Wychodzi z tego połączenia tak odrażający wizerunek Boga, iż
szczerze wątpię aby znalazł on jakichkolwiek wyznawców, no i kapłanów, którzy
by chcieli mu „służyć". Czym zatem kierowali się autorzy tych wszystkich
doskonałych cech przypisywanych Bogu — Absolutowi? Może jedną z przyczyn
(nie uświadamianą sobie) była ta, którą tak trafnie scharakteryzował L.
Feuerbach w Istocie religii:
"Czy nie wiecie, że wraz z rangą Pana wzrasta również i ranga i poczucie własnej godności u służącego? /.../ Czyż w tkanej złotem i srebrem liberii sługi, nie odbija się blask ich Pana? Czyż uczucie, że jest
się królewskim sługą, nie jest uczuciem królewskim? Czy sługa królewski w zestawieniu z poddanym, czy w ogóle po prostu ze zwykłym człowiekiem, nie
wydaje się również królem? Czy nie występuje dosłownie w imieniu króla?
/.../ Czyż próżność nie jest
najsilniejszą dźwignią człowieka?"
A może przyczyna tego „pędu ku górze" była o wiele bardziej
prozaiczna i naturalna zarazem?; Idea
Boga (bogów) nieustannie ewoluuje, gdyż nieustannie zmienia się (rozwija) jej
twórca — człowiek. Im mądrzejszy staje się człowiek, im dalej sięgają
jego horyzonty poznania i im większy ma zasób wiedzy o świecie i kosmosie -
tym doskonalszy musi być jego Bóg, aby był on dla niego wiarygodny.

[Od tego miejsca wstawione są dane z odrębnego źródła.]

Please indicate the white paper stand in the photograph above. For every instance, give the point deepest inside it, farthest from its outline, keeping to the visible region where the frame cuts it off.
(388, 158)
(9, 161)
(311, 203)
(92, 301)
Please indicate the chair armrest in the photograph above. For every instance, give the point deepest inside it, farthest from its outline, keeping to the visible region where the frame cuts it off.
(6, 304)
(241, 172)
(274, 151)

Wizerunek Boga Absolutu (jego cechy) tworzony był przez ludzi ponad
przeciętnie inteligentnych, o dużej wyobraźni i szerokich horyzontach myślowych.

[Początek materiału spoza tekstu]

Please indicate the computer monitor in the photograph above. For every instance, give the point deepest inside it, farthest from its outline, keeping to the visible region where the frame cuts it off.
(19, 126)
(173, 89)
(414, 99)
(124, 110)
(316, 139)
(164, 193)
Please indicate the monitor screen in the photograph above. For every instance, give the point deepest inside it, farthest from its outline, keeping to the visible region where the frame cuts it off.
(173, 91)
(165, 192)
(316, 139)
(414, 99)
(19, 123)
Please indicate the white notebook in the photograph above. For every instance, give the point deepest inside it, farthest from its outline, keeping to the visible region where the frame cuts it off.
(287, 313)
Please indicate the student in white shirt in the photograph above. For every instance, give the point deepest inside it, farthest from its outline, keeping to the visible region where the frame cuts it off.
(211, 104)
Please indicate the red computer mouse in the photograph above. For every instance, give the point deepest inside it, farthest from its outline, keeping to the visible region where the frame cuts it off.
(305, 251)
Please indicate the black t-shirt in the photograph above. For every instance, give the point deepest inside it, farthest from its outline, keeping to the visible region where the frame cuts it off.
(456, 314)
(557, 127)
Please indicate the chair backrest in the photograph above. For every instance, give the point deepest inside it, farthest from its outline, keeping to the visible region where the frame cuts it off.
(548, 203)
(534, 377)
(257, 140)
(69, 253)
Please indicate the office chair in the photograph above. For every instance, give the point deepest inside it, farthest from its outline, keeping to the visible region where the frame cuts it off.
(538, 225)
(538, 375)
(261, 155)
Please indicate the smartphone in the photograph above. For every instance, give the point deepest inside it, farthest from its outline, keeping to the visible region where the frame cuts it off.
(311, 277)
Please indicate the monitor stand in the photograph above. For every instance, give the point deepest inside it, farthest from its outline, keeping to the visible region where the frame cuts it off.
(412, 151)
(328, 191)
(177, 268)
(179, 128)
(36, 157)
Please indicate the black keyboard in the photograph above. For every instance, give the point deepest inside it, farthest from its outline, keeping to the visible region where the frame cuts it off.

Dlatego te jego wyidealizowane cechy tak bardzo różnią się od cech
plemiennego Boga Jahwe (jak np. świadomość dorosłego, wykształconego człowieka
będzie się różniła od świadomości przedszkolaka).
To przypisywanie bogu coraz większej doskonałości, aż stał się on
Absolutem — Ideałem, mogło mieć
także swoje przyczyny w następującym procesie rozumowania; Kiedyś światem i ludźmi opiekowali się różni bogowie (politeizm) i był ich całkiem pokaźny
panteon. Każdy z nich miał inne kompetencje i inny zakres działania, ale każdy
panował nad małym wycinkiem rzeczywistości.
Skoro jednak zgodziliśmy się już co do tego (trwało to długo i nie
było takie łatwe), że w miejsce wielu bogów — jest jeden, jedyny
(monoteizm), to na pewno musi być on tak potężny, aby mógł zastąpić ich
wszystkich i ze wszystkim dać sobie radę samemu. Jeśli tak ma być, to
oczywiste jest, że musi mieć on takie cechy i tak doskonałe, które umożliwią
mu wypełnienie swych powinności, względem całego
swego dzieła (które nie jest już takie małe, jak kiedyś wydawało się
ludziom).
I w ten być może sposób, zaczął powoli tworzyć się wizerunek Boga
Absolutu, którego wyidealizowane cechy nie można już niczym przebić, gdyż
osiągnęły one najwyższy z możliwych poziom; ów Absolut właśnie. Jego
jedyną wadą jest tylko to, że w ogóle i w żaden sposób nie pasuje on do
boga biblijnego i historii tam przedstawionej,… ale kto by się tym martwił?
Na pewno nie wierzący, którzy tego faktu nie dostrzegają i nie uświadamiają
sobie. I na pewno nie ich pasterze, którzy jeśli nawet są świadomi, to wcale
nie zainteresowani, by cokolwiek w tej idei zmieniać.
„Religia jest pobożną, mimowolną, nieświadomą iluzją. Kapłaństwo,
kler jest polityczną, świadomą, wyrafinowaną iluzją, jeśli nie od samego
początku, to w miarę rozwoju religii". (L. Feuerbach Istota religii).
Chyba jest to najkrótsza, zawsze aktualna i bardzo trafna synteza religii.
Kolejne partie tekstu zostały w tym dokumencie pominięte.